What most impressed me about Echols was his intellect, literary knowledge, his eclectic religious beliefs, which incorporated Catholicism and Buddhism, and most importantly his ability to survive so many years of forced isolation, suspicion and no doubt anger. He did not let that anger or bitterness destroy him. Rather, this man who was only a teenager when he went to prison and who did not finish high school educated himself by reading. He read and he read and he read. And he watched, becoming a close, if not always objective, observer of fellow inmates, relatives, attorneys and others.

Until his eyesight began failing, he was a voracious reader before and during imprisonment. He read works by and about such people and topics as diverse as Flannery O'Connor (not among his favorite authors); Stephen King; poet W.B. Yeats; Nostradamus; Latin American writer Julio Cortazar; Edgar Cayce; the Kabbalah, a book of Jewish mysticism; Eastern religions; Wicca; and the Medici period in Italian history. "I've read a few thousand books over the time I've been locked up," he writes. "Without books, I would have gone insane long ago."

Like his religious views, his taste in art if you will is equally eclectic. "I see no reason why I can't love pornography and the art of Michelangelo equally," he writes. "I want to see life from every angle."

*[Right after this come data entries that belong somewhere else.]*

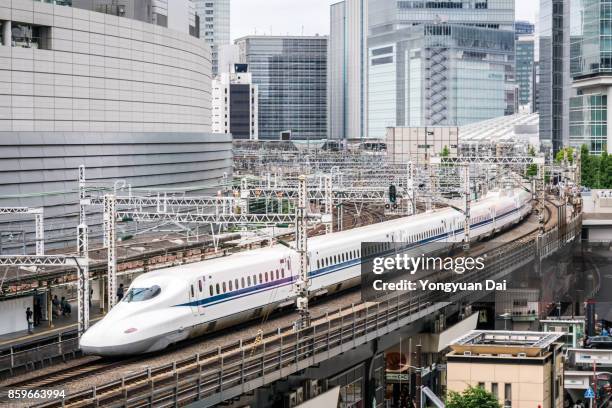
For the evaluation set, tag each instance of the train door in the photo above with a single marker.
(202, 293)
(193, 298)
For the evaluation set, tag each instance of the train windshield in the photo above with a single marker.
(140, 294)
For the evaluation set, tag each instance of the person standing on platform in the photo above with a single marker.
(120, 293)
(29, 319)
(37, 312)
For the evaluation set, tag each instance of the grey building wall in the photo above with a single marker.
(90, 71)
(41, 169)
(524, 68)
(554, 75)
(291, 73)
(347, 70)
(127, 99)
(214, 27)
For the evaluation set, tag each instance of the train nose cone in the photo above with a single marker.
(105, 341)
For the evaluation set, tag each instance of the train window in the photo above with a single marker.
(141, 294)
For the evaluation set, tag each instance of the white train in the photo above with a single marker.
(173, 304)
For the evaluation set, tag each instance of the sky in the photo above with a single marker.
(308, 17)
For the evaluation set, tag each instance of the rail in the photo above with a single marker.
(213, 377)
(27, 355)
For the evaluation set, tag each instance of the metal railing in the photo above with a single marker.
(212, 377)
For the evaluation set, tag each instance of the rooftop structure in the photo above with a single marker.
(520, 368)
(504, 343)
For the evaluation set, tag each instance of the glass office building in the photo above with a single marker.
(433, 63)
(291, 73)
(214, 26)
(347, 70)
(591, 70)
(448, 75)
(524, 69)
(523, 28)
(554, 78)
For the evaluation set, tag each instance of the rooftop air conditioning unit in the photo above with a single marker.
(290, 400)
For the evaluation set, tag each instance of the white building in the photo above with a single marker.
(128, 99)
(234, 104)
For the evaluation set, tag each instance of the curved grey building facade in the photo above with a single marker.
(127, 99)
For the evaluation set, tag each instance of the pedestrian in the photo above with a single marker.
(37, 312)
(63, 306)
(29, 319)
(56, 305)
(120, 292)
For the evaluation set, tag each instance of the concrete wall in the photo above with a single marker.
(102, 73)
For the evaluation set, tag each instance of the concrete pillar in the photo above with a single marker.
(609, 120)
(6, 33)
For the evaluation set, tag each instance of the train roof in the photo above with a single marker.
(246, 259)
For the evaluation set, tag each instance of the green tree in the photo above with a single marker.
(605, 170)
(586, 165)
(473, 397)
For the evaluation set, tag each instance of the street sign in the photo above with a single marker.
(589, 394)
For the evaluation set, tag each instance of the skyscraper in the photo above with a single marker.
(214, 26)
(438, 74)
(291, 72)
(591, 69)
(523, 28)
(234, 103)
(347, 70)
(524, 69)
(554, 77)
(439, 63)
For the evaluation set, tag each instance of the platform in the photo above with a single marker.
(61, 324)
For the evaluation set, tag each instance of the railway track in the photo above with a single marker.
(62, 377)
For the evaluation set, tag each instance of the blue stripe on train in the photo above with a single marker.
(237, 294)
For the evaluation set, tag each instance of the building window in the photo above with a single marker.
(507, 395)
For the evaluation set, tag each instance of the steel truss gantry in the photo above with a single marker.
(39, 220)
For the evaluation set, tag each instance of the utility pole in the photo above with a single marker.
(329, 204)
(110, 235)
(541, 198)
(468, 201)
(83, 251)
(419, 375)
(302, 284)
(83, 279)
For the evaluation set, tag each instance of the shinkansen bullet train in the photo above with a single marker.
(173, 304)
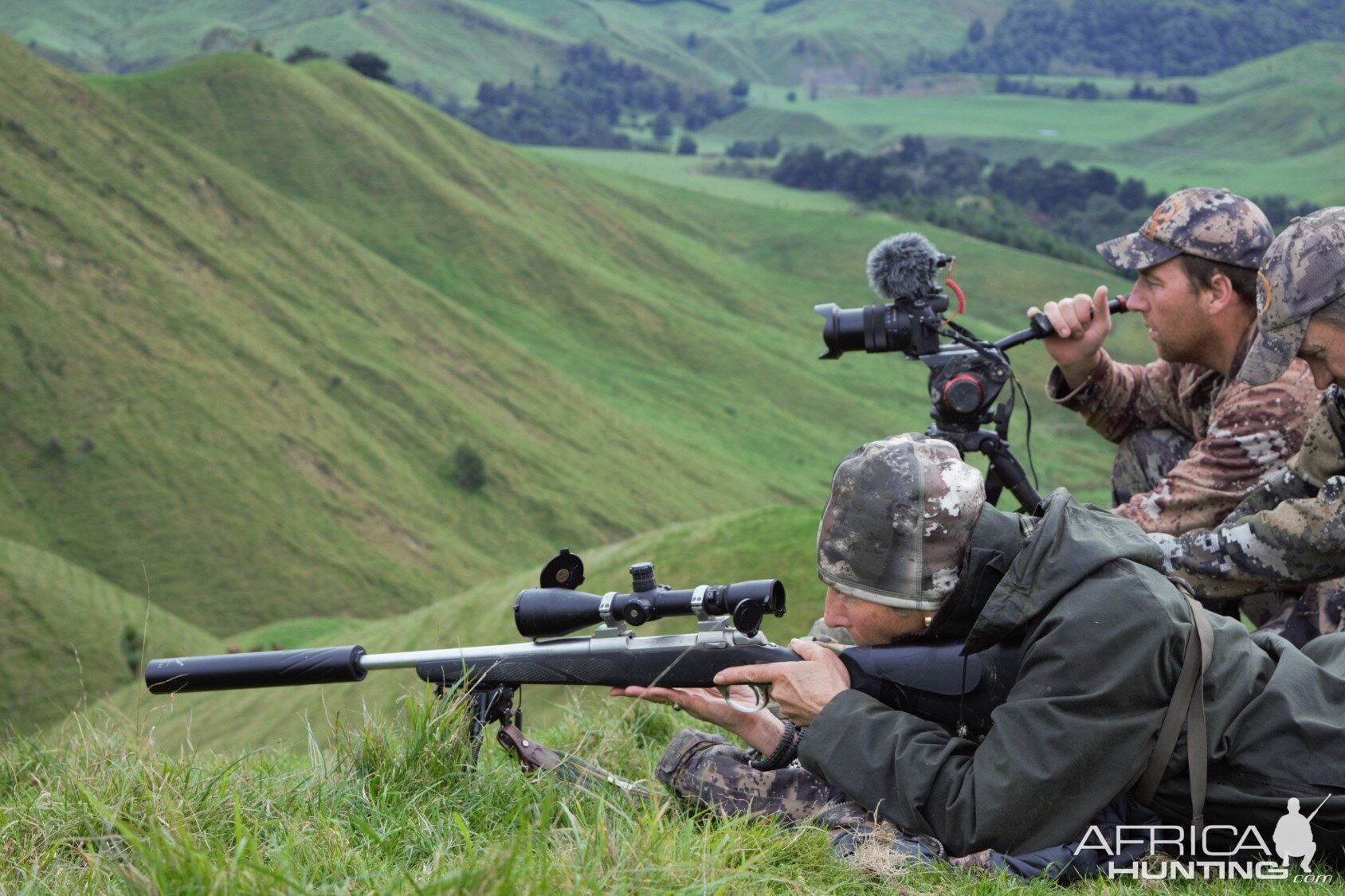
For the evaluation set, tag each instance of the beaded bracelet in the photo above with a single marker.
(783, 753)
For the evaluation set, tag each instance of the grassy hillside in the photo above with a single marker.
(763, 544)
(393, 806)
(253, 311)
(61, 636)
(1270, 125)
(451, 47)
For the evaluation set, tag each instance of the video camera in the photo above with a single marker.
(966, 373)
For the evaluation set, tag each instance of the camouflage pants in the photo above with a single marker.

I neither have the time nor the ability to read as much as Echols. But like him and others I, too, find comfort and knowledge in the written word, whether the author is a poet I've never met, a contemporary novelist or just myself. Sorting through storage boxes of clutter and memories recently, I found a childhood diary where I wrote about one of my first unrequited crushes. I found a journal from the mid-1970s, a time when my life was changing as was my chosen career. I had great dreams then. I still have a few, but then I had more hope of achieving them. And for the first time during those years, I said my final goodbyes to two of my closest relatives -- grandparents whose two-bedroom home with feathered mattresses, a rocking chair, biscuits and red-eye gravy, and always forgiving but quiet love felt as much like home as mine did. Decades later, the goodbyes are more frequent but no less difficult these days. I rarely talk about the sadness that accompanies deaths, one of a single mother I never met but who, like me, had adopted from China. I deal with death these days through writing, reading, prayer and none-too-seldom tears. And I dream not only of the future but of the people who are now gone but who helped define my life after I close my eyes at night.